The campaign group maintain that for the authorities to suggest that the removal of services is due to ‘dwindling demand’ is perverse. Ultimately it is the authorities who drive demand by where they locate clinical facilities and where patients are referred.
The Cabinet meeting this morning focused on the leisure centre facilities. Leader of NCC, Peter Jackson, asserted that the Cabinet members had nothing to do with decisions regarding healthcare provision. The Agenda for the meeting states:
To seek agreement to the development of improved leisure facilities in Berwick
Recommendations
● To agree to moving a scheme forward with Northumbria Healthcare Foundation Trust as a combined project (Leisure and Hospital facility) at the Swan site.● To approve an increase in the capital program allocation for the leisure centre development to £18m from the current allocation of £6m approved plus £6m in the y year capital plan.

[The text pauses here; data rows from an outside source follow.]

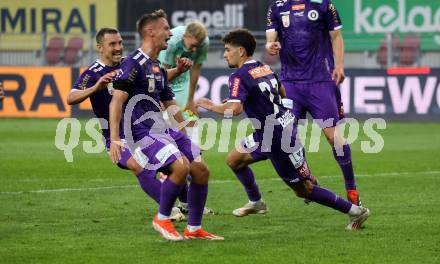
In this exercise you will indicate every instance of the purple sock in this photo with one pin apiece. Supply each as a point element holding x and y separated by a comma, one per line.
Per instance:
<point>168,195</point>
<point>328,198</point>
<point>183,195</point>
<point>197,195</point>
<point>246,177</point>
<point>149,183</point>
<point>344,162</point>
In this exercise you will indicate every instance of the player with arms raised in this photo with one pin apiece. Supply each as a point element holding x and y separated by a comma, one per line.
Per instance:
<point>254,88</point>
<point>307,35</point>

● To approve the commencement of the detailed design phase in conjunction with Active Northumberland.
Clearly, despite what Mr Jackson says, any decisions taken are linked to both leisure and healthcare provision.
A Better Hospital For Berwick has gathered a big following. It has shown that it can gather and unite people in Berwick despite chilly weather and a meeting time when most people are at work. It has gained press coverage (ITV Tyne Tees and BBC North as well as Radio Borders and The Berwick Advertise were covering the demo this morning). The test for the group will be to maintain momentum and communicate its concerns coherently and cohesively within the community and beyond.